Neither are we, so in the bromantic spirit of Universal’s new comedy The Change-Up starring Jason Bateman and Ryan Reynolds as body-swapping buddies, we’ve each generated a list of five actors whose bodies and abilities we wouldn’t mind inhabiting for awhile (or forever). We also provide two very different perspectives on motivations for body-swapping.
Steven’s Top Five
For one thing, it would definitely be cool to be of a different race, so if I had to take my pick, I’d want to be the most badass all non-Caucasians. I can’t even fathom the confidence boost of being able to scare the living crap out of anyone on a dime and just getting mad respect in general. From an acting standpoint, no one ever disses Denzel’s performance even if his movie is so-so. That’s cool.
Max thinks: If you wanted to switch different skin tones, I don’t think I’d go for Denzel, as much love I have for him. I’d have to go to the bigger badass, and that’d be Samuel L. Jackson. However, it comes with a catch: I want the eye patch. And hair. I like my hair.

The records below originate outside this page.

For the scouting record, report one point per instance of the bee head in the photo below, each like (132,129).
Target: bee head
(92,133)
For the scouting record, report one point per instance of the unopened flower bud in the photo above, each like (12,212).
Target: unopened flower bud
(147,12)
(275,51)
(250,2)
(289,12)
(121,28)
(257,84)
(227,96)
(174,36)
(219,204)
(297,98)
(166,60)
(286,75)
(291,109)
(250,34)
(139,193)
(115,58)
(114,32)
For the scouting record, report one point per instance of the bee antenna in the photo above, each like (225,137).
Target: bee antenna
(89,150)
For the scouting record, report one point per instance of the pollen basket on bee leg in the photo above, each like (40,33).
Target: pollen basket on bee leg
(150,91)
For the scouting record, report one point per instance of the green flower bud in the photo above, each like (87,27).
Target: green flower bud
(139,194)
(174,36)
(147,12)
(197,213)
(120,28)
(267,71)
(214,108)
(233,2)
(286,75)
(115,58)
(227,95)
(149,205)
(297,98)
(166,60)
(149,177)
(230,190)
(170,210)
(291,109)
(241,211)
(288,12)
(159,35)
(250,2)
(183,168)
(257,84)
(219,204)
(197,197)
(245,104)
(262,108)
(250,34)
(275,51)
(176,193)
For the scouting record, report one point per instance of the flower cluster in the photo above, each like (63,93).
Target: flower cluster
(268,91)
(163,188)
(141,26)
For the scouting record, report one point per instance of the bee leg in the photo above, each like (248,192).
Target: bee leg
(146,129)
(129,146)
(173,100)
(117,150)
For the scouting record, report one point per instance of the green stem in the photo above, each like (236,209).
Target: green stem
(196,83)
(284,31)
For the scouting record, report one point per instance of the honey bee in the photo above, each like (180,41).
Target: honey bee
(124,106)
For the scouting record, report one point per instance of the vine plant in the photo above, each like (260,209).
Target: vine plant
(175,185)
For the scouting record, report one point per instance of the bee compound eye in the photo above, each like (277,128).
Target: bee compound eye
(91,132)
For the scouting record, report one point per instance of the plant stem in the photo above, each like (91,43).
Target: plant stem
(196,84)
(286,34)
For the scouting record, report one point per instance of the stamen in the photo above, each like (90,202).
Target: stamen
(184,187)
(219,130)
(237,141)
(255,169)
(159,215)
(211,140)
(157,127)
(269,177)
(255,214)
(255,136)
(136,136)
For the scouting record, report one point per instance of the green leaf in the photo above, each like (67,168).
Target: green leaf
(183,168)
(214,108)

Have you seen these pictures of Bane? In the parka I’m not so sure, but Tom Hardy’s jacked silly. Plus, if I were to switch with him right now, I’d get to act in The Dark Knight Rises and that would be worth it in and of itself. Considering he’s Hollywood’s next big action hero, it would be amazing to be him entering his prime and get calls about offers to be in all the most awesome projects. And I’d get the accent — bonus.

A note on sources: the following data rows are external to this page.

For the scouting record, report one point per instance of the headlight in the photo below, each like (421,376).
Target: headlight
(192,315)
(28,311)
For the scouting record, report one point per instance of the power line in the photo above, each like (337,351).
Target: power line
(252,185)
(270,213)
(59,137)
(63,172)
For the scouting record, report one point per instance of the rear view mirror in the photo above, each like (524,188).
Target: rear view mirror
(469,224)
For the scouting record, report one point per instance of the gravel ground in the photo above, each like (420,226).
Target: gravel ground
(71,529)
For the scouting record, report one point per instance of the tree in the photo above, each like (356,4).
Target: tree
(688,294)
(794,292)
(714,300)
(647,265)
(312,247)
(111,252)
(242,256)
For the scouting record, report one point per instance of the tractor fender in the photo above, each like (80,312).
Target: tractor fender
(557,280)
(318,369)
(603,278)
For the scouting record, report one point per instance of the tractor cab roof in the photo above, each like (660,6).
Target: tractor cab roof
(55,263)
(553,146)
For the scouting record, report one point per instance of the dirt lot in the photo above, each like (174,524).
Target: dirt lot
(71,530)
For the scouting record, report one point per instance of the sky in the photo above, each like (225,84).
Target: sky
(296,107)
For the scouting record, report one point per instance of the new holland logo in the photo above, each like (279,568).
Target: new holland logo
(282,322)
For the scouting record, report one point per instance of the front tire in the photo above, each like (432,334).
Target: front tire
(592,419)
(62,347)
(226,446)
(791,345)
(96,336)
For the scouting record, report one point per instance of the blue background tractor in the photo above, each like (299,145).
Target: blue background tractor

Max thinks: Woof. I know that might freak some of our readers out, but I can’t help it. Woof. I couldn’t switch bodies with Hardy; I’d never get out of the house.
I’d be laughing at myself if this were 1997, but Leo’s got some of the most respect, talent and as we’ve just recently learned, money (thanks to Inception) in Hollywood. And you know one of these days he’s going to win the Oscar. Little known fact: I’ve always wanted to deliver an Oscar acceptance speech. Leo gives me a pretty damn good shot. Also, though they split last May (reportedly), Leo has been dating Israeli supermodel Bar Refaeli (teased above, but Google Sports Illustrated Swimsuit Cover 2009 and click “images”) and I would love me some of that.
Max thinks: I cannot deny his chops, though I don’t know if I’d ever want to be associated with Titanic. Still, Leo — one of few celebs on a first name basis with the public — has the charm and charisma of Old Hollywood, and we can’t deny how great that would be.
I want to know what goes on in this guy’s head, for one thing, as he’s always totally goofy in person. At the same time, he’s one heck of an actor and a perennially eligible bachelor, which has to have its perks. Clooney’s a man’s man and can charm the pants off any woman aged 18-65. He’s also a fine director and producer, which means I’d be gaining some pretty awesome experiences and skill sets.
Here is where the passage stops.